Nach Machtwechsel Welche Ziele verfolgen die USA in Syrien?
Nach Assads Sturz hoffen die USA auf einen geordneten Übergang in Syrien. Außenminister Blinken ist zu Gesprächen in der Region. Welche Ziele verfolgt die scheidende Regierung - und was will der künftige Präsident Trump?
Die Entwicklung in Syrien bietet eine "historische Gelegenheit", ist aber auch voller "Risiken und Unsicherheit" - so hat es US-Präsident Joe Biden kurz nach dem Umsturz formuliert.
Biden ließ umgehend Stellungen des sogenannten Islamischen Staats in Syrien bombardieren, um ein Wiedererstarken der Terrormiliz zu verhindern. Gleichzeitig lässt der US-Präsident Schritte zur Zusammenarbeit mit der islamistischen HTS prüfen, die weitgehend die Kontrolle in Syrien übernommen hat.
"Ängste haben sich aufgelöst"
"Die Amerikaner fühlen sich vom Verhalten der HTS zunehmend ermutigt", sagt der Politikwissenschaftler Murhaf Jouejati, der selbst aus Syrien stammt und an mehreren US-Universitäten unterrichtet. "Es gibt erste Überlegungen in Washington, die HTS von der Liste der Terrororganisationen zu streichen und Sanktionen aufzuheben, um die syrische Wirtschaft wieder in Gang zu bringen."
HTS-Anführer Muhammed al-Dscholani habe bisher die richtigen Dinge gesagt und sei auf verschiedene Minderheiten zugegangen - auch auf die Christen in Syrien, so der Politologe. "Es werden zum Beispiel Weihnachtsbäume aufgestellt. Christen in Syrien waren anfangs sehr nervös. Aber die Ängste haben sich nach den ersten Tagen weitgehend aufgelöst."

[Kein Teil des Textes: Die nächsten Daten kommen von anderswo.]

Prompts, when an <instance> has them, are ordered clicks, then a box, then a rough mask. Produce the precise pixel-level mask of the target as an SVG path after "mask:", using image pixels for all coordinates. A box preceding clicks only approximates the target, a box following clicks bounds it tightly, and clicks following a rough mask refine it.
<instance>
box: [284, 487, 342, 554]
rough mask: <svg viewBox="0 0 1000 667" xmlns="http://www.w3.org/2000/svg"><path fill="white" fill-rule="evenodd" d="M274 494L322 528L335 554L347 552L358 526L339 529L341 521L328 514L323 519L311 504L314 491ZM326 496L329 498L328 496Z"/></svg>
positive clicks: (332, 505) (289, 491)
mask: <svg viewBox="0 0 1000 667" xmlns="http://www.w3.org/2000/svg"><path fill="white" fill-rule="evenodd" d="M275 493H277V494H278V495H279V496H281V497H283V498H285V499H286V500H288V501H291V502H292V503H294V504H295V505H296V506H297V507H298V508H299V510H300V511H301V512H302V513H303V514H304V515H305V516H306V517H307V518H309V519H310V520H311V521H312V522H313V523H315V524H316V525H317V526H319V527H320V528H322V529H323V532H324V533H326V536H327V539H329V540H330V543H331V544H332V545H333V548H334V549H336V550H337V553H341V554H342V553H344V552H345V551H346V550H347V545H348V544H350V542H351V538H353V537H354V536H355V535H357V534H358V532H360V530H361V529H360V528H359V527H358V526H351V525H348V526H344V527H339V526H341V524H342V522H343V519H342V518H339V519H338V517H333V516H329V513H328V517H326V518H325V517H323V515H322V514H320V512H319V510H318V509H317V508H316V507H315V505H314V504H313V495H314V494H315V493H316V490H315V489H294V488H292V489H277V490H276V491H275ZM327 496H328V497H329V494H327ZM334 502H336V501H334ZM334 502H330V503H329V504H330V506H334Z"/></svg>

Trotzdem mahnt Jouejati zur Vorsicht: "Wir müssen weiter mit dem Mikroskop beobachten, wie sich die HTS genau verhält."
Folgt Trump Bidens Plänen?
Der Einfluss der USA in Syrien ergibt sich vor allem aus der Unterstützung kurdischer Gruppen, die die wichtigsten Öl- und Gasquellen des Landes kontrollieren. Offiziell sind noch 900 US-Soldaten in Syrien stationiert, dazu kommen private Sicherheitsdienste und kurzfristig entsandte Spezialeinheiten des US-Militärs.
Wird Donald Trump nach seinem Amtsantritt am 20. Januar an der US-Präsenz in Syrien festhalten? Obwohl er schon in seiner ersten Amtszeit über einen Abzug nachgedacht hat?
Trump werde bleiben, meint Syrien-Experte Jouejati. "Er mag sich eigentlich am liebsten aus Syrien heraushalten. Aber er betont stets, er stehe eng an der Seite Israels. Israel unterstützt die Autonomie der Kurden. Trump wird kaum eine andere Wahl haben, als die Syrien-Politik Bidens im Großen und Ganzen fortzusetzen."
Rolle der Kurden
Die Unterstützung der Kurden in Syrien bringt die USA allerdings in einen Dauerkonflikt mit dem NATO-Partner Türkei. Die türkische Regierung lehnt eine Autonomie der Kurden strikt ab. Im Extremfall könne dies zu einem Auseinanderbrechen des syrischen Staates führen, warnt Jouejati
So sehr ihn die ersten Tage nach dem Umsturz in Syrien hoffnungsvoll stimmen, so sehr macht sich der Politikwissenschaftler langfristig Sorgen:
Wenn Großmächte in Krisen eingreifen, haben sie die unglückliche Angewohnheit, alles schlechter zu machen.
Es sei immer einfach zu sagen, man wollen sich nicht einmischen, die Syrer müssten ihre Probleme selbst lösen. "Doch die Erfahrung zeigt: Syrien liegt im Herzen des Nahen Ostens. Andere Mächte werden sich einmischen. Und wahrscheinlich alles verderben," so Jouejati.